Stjepan Rajko, MFA
Grad combines computer science with dance
Stjepan Rajko says he came to ASU “because of the opportunities to combine work in two things I love.”
The Arts, Media and Engineering (AME) program, a partnership of ASU’s Ira A. Fulton School of Engineering and Herberger College of the Arts, enabled him to mix passions for computer science and contemporary dance.
In May, Rajko will receive a master’s of fine arts degree in dance. In August, he will receive a Ph.D. in computer science.
Final projects for his degrees blend his knowledge in the two areas.
He has used his dance training in research to expand the range and depth of interactivity between humans and computers.
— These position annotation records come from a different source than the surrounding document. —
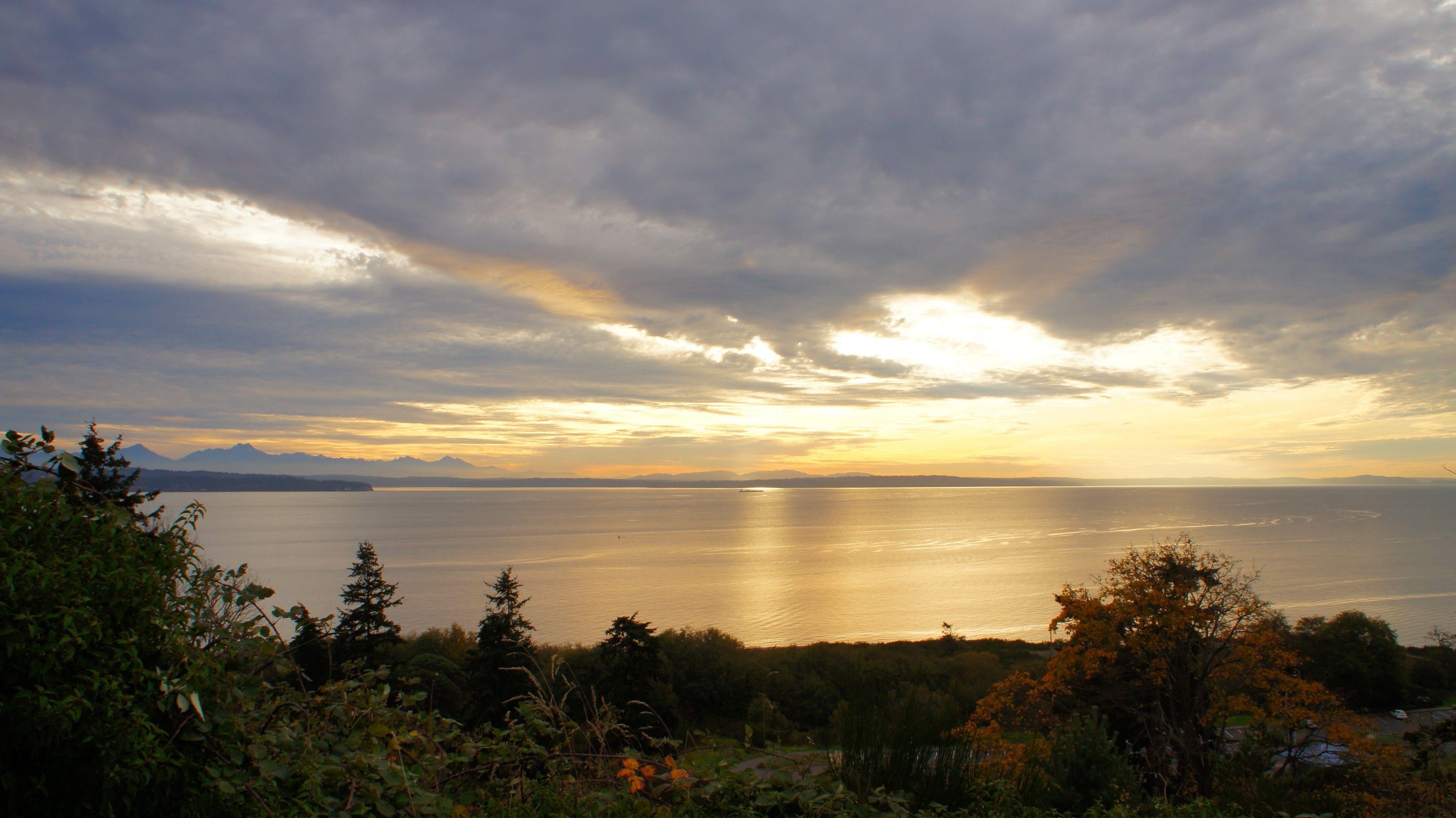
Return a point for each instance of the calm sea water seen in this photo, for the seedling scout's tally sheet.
(800, 565)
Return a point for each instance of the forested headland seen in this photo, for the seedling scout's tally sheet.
(142, 680)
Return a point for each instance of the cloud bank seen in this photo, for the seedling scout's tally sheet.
(630, 237)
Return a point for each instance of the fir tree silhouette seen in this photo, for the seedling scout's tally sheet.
(503, 643)
(365, 627)
(312, 647)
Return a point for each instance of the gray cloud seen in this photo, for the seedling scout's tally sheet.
(1279, 174)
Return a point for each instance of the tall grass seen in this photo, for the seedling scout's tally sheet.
(905, 744)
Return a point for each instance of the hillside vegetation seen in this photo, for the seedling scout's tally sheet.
(142, 680)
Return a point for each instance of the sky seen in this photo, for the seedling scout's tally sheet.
(1083, 238)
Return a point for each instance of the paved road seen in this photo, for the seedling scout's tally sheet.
(1385, 726)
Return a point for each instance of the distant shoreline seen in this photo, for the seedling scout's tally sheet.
(168, 481)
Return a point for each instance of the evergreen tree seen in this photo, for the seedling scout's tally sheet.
(365, 627)
(312, 647)
(97, 475)
(103, 471)
(503, 643)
His projects focus on enabling computers to recognize and analyze human movements and gestures.
Another project is development of software for mobile phones to enable choreographers or theater directors to conveniently record and organize audio notes while watching rehearsals.
Creativity in meshing art and technology has brought Rajko support from a National Science Foundation fellowship and p.a.v.e., the performing arts venture experience program, which supports arts entrepreneurship. Rajko and a small team of fellow ASU students used funding from the program to form a nonprofit group that is developing new ways of combining technology and art.
The Arts, Media and Engineering program “brings together a really interesting array of people and ideas,” says the 30-year-old native of Croatia. “They challenge you to cross conventional boundaries between different areas of expertise. That opened up my thinking about how dance and computer science could relate to each other.”